Semua ditulis dan Digambar dengan tangan. Oleh karenanya, nilai luhur yang terkandung dalam naskah-naskah kuno tesebut juga diperkuat dengan tulisan dan gambar.
Ditulis dengan tangan. Sehingga nilai luhur itu sangat kuat dan sangat filosofis.
Diurai lebih lanjut, dirinya sangat fokus dengan ide batik dari naskah kuno di tengah-tengah kegiatannya yang padat.
Sehingga dalam pelaksanaannya, selain juga terjun membatik, dirinya juga dibantu oleh tim pustaka dan tim batik. Menghadapi naskah yang telah berusia 200 tahun menuntut keseriusan, tidak main-main dan juga membutuhkan cinta untuk melestarikannya.
“Saya teringat dengan tagline dari KGPAA Paku Alam X saat penobatan yakni pengembang kebudayaan. Tagline inilah yang kemudian menjadi roh dalam pelestarian budaya. Yang pertama adalah, pelestarian naskah kuno dan kedua adalah batik sebagai budaya Indonesia,” pungkas GKBRAA Paku Alam.
TUJUH BATIK
Dalam launching itu, diperagakan batik-batik naskah kuno yang telah dituangkan dalam media Batik.
1. Batik Sěstra Lukita
Motif batik Sěstra Lukita ini diambil dari wědana rěnggan pada naskah Serat Rama, Arjunawijaya saha Kempalan Dongeng koleksi perpustakaan Pura Pakualaman.
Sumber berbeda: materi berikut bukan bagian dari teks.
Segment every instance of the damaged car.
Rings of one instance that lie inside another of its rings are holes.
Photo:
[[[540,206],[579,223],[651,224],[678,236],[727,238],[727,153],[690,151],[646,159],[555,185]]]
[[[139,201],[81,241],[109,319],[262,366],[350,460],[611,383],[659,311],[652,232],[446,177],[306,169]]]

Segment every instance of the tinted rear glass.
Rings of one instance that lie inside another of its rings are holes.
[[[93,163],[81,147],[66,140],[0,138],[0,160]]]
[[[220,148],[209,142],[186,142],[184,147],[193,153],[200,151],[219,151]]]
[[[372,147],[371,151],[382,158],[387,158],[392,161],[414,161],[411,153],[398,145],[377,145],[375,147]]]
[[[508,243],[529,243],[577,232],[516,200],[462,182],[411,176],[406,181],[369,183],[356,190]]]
Nama batik “Sěstra Lukita” sesuai dengan nama rěrěnggan naskah yakni Lukita Papaning Sěstra. Di dalam wědana rěnggan disebutkan 21 butir sěstradi ‘sari ajaran keutamaan’, dan 21 butir sikap yang harus dihindari. Rěnggan ini dilengkapi dengan gambar burung, yang dimaknai sebagai manusia yang mampu bergerak ke mana pun dan dapat bertutur dengan baik. Atas prakarsa Gusti Kanjěng Běndara Raden Ayu Adipati Paku Alam, rěrěnggan dari naskah koleksi perpustakaan Pura Pakualaman ini diinterpretasikan dan dituangkan dalam wahana batik, dengan harapan butir-butir sěstradi dapat dikenal masyarakat luas.